Maulwi ditahan di Rumah Tahanan Militer Budi Utomo, Jakarta Pusat selama 4 tahun 8 bulan. Kemudian ditahan di Rumah Tahanan Nirbaya, Jakarta Timur selama setahun. Untuk membuat Maulwi tertekan, Kopkamtib sengaja Maulwi menempatkan Maulwi di sel isolasi.
“Kalau hujan kehujanan, kalau panas kepanasan. Selama seminggu saya dibuat menderita. Kelaparan dan kehausan. Untung ada penjaga bekas anak buah yang berbaik hati memberikan saya pisang goreng,” kenang Maulwi.

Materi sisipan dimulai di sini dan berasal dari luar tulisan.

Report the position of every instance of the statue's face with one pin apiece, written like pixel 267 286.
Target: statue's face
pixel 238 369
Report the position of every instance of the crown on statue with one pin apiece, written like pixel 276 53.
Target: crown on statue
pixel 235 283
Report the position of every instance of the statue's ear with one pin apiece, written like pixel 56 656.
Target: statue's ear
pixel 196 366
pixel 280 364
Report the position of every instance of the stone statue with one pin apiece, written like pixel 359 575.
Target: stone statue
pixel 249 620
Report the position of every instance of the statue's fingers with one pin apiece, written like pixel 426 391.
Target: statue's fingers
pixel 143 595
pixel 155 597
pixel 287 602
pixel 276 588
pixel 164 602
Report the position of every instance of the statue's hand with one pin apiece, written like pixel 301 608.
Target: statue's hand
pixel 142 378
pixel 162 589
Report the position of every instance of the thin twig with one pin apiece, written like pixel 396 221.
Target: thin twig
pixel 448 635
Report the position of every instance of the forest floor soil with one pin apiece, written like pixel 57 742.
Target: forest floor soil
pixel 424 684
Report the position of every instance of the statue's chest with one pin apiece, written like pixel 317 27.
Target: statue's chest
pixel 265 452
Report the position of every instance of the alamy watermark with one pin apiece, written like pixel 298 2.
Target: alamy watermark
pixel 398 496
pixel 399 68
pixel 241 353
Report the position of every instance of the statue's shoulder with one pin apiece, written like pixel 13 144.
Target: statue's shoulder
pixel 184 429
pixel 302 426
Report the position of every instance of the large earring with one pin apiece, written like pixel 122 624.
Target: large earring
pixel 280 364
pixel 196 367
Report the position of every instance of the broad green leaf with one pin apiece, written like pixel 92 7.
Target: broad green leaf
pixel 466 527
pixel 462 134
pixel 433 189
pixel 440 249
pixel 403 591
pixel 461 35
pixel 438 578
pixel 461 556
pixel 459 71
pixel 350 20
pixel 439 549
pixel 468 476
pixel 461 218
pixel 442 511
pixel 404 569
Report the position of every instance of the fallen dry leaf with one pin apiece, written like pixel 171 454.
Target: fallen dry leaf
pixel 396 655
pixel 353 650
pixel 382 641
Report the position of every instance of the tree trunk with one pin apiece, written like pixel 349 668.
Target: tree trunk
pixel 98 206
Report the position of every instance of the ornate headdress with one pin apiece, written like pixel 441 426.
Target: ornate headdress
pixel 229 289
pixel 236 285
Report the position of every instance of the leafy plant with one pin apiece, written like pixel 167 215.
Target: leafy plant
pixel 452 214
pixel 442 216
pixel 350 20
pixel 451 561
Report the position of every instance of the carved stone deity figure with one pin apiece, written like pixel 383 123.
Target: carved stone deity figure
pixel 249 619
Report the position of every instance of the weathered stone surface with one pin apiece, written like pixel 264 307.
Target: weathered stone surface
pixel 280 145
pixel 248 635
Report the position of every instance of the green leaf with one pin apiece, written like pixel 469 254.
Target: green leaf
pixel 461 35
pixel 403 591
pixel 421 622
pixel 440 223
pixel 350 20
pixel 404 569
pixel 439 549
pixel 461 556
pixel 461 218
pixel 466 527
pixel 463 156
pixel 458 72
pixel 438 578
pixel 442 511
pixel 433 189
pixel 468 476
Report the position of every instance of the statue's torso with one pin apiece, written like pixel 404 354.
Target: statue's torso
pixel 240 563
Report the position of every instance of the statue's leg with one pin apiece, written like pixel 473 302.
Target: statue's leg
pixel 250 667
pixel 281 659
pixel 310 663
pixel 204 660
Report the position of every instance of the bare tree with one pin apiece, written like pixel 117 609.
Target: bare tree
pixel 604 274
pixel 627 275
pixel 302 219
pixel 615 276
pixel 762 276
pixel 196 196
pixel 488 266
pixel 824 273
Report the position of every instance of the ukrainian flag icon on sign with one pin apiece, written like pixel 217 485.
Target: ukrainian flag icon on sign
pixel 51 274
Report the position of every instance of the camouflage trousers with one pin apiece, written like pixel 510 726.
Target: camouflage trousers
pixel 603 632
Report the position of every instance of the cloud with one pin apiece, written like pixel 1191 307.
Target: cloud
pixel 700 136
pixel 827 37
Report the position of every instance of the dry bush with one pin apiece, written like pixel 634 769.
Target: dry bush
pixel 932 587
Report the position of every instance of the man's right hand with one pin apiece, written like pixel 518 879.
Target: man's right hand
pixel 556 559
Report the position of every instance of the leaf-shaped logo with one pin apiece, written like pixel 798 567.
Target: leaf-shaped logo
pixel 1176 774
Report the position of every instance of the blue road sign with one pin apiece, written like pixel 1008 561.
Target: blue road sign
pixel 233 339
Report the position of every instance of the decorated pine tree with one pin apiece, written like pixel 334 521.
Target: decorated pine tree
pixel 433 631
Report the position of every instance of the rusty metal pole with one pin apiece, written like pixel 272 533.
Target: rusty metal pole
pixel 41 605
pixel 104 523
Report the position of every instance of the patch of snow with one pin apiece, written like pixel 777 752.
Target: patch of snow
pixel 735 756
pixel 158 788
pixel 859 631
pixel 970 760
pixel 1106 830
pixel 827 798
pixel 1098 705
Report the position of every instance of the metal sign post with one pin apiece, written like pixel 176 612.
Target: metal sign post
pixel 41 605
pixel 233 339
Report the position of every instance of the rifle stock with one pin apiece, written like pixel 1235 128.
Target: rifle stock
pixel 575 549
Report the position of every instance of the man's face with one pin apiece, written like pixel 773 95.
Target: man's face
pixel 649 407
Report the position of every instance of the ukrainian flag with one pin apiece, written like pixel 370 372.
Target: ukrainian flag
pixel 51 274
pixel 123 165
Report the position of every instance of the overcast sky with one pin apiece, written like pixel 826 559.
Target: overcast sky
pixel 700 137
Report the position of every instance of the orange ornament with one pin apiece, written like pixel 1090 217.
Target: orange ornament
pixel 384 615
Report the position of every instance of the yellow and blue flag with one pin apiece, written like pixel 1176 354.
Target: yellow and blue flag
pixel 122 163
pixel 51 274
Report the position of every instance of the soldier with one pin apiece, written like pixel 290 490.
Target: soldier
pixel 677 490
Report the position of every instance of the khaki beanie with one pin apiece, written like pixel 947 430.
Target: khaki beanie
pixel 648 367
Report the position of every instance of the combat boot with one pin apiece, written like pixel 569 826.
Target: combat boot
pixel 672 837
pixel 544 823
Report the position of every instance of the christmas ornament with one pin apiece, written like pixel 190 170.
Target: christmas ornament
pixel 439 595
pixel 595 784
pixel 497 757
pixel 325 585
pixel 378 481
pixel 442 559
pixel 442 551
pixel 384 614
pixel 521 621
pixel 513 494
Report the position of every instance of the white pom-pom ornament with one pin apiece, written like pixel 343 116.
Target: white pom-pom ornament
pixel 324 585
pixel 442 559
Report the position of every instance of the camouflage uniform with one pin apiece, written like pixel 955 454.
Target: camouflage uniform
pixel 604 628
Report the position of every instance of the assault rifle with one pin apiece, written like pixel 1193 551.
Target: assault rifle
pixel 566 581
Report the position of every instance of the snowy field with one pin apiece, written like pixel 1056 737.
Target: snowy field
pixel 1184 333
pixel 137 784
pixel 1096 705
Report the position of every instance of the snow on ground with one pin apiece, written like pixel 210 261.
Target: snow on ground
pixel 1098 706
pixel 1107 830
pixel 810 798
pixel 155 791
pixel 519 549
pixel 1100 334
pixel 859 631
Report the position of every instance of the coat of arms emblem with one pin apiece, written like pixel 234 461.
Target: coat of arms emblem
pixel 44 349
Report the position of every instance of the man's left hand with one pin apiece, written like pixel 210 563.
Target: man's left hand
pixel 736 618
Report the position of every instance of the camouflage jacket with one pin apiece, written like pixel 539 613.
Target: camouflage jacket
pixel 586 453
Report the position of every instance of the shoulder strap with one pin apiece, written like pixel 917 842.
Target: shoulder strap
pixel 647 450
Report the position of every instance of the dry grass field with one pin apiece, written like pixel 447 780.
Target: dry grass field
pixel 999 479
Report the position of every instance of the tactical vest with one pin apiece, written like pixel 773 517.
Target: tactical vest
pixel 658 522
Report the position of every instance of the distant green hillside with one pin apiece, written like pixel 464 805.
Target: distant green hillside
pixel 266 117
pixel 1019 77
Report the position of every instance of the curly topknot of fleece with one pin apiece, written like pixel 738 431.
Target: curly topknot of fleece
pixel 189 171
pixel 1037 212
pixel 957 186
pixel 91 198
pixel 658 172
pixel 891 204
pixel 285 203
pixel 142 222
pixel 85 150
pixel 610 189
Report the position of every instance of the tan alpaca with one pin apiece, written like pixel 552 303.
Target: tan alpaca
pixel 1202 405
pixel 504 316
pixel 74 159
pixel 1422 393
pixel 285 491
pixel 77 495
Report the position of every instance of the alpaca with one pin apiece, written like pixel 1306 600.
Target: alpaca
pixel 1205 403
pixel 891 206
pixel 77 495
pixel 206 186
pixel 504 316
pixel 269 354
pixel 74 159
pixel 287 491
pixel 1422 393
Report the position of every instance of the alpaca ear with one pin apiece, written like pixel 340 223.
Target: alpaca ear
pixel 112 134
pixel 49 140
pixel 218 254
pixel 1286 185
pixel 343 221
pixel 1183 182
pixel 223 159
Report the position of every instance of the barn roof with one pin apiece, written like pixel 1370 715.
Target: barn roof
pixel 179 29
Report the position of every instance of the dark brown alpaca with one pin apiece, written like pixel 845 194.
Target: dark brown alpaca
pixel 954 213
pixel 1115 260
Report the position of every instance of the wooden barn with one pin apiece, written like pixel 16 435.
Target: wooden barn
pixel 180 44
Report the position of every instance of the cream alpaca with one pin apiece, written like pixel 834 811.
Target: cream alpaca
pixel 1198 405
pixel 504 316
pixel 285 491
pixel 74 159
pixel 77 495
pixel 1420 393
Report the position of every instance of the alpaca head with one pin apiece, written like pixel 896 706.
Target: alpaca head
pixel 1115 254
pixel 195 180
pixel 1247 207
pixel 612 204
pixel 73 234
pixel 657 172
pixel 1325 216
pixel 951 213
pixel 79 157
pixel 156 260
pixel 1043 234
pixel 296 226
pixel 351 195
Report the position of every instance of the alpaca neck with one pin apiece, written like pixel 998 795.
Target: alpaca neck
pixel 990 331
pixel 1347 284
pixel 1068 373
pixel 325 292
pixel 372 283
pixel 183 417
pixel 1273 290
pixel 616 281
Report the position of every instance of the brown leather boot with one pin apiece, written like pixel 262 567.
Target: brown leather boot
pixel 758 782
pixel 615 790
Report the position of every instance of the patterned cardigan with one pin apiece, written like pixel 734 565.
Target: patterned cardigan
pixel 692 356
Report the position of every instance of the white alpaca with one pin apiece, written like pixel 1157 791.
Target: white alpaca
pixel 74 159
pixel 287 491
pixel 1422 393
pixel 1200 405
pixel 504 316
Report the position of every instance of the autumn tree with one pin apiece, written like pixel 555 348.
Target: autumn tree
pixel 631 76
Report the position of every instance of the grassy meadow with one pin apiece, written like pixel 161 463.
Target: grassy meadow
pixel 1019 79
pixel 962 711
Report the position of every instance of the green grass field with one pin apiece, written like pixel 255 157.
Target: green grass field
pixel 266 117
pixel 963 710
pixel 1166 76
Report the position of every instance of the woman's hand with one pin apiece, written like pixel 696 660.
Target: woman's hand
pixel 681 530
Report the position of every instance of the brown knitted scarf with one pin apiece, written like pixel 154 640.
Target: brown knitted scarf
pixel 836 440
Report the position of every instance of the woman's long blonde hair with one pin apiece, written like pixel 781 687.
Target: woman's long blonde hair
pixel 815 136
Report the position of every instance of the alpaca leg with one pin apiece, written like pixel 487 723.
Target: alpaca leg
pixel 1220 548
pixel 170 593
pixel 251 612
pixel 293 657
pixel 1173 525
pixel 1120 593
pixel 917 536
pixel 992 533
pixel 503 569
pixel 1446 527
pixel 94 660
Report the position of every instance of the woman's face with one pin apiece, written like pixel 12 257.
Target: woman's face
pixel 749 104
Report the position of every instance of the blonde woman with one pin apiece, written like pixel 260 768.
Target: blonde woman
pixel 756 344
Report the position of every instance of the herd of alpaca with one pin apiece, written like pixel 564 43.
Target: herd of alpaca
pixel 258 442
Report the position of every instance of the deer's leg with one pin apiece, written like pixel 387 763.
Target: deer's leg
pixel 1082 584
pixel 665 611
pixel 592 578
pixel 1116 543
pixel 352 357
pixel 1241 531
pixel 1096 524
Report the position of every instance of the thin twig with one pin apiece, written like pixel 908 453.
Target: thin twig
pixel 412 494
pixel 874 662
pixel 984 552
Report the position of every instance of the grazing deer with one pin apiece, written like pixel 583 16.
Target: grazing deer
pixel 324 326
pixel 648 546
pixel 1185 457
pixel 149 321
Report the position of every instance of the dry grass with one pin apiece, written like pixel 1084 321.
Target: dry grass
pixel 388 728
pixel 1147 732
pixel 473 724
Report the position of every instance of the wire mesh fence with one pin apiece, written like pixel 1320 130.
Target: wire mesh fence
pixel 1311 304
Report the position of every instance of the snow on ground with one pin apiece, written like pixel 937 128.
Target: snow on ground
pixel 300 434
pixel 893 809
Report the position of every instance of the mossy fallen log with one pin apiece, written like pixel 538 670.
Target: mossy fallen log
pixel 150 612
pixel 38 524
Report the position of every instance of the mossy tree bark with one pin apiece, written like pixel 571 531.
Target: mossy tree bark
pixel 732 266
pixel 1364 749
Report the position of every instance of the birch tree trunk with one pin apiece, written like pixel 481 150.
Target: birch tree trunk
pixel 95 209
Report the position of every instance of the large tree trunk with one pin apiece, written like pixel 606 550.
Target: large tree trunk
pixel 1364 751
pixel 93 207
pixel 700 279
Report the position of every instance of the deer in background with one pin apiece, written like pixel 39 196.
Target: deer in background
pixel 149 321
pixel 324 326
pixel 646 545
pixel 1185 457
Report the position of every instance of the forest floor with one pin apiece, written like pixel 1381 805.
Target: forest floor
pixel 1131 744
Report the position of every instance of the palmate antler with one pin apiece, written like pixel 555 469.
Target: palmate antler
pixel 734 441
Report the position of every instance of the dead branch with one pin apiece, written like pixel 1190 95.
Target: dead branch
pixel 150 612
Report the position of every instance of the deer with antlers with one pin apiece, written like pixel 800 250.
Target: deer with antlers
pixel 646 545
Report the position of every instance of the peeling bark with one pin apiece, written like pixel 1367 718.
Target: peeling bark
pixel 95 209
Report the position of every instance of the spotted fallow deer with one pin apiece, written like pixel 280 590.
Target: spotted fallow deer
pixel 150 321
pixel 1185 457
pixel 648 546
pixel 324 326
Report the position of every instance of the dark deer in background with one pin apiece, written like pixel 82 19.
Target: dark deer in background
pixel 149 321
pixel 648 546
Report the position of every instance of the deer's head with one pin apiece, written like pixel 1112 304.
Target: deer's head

Setelah lima tahun lebih dipenjara, Maulwi dipanggil ke kantor petugas militer. Dinyatakan bebas. “Ya sudah begitu saja. Ditahan dan dilepas seenaknya. Saya, Mursid (Mayjen. Mursid, mantan Dubes RI untuk Filipina –Red) dan beberapa kawan pengawal Bung Karno lainnya juga dibebaskan. Diantar pakai mobil pick up,” ujar mantan kapten Timnas Indonesia tahun 1950-an itu.
Kendati diperlakukan tak adil oleh rezim Soeharto dan tak pernah diberitahu apa alasan penangkapan dan pemenjaraannya selama lima tahun tanpa pengadilan, Maulwi tetap tak menaruh dendam. “Tidak...tidak ada dendam,” katanya. Dia hanya menyesalkan tindakan di luar hukum yang dilakukan oleh pemerintahan Soeharto kepada seluruh loyalis Presiden Sukarno.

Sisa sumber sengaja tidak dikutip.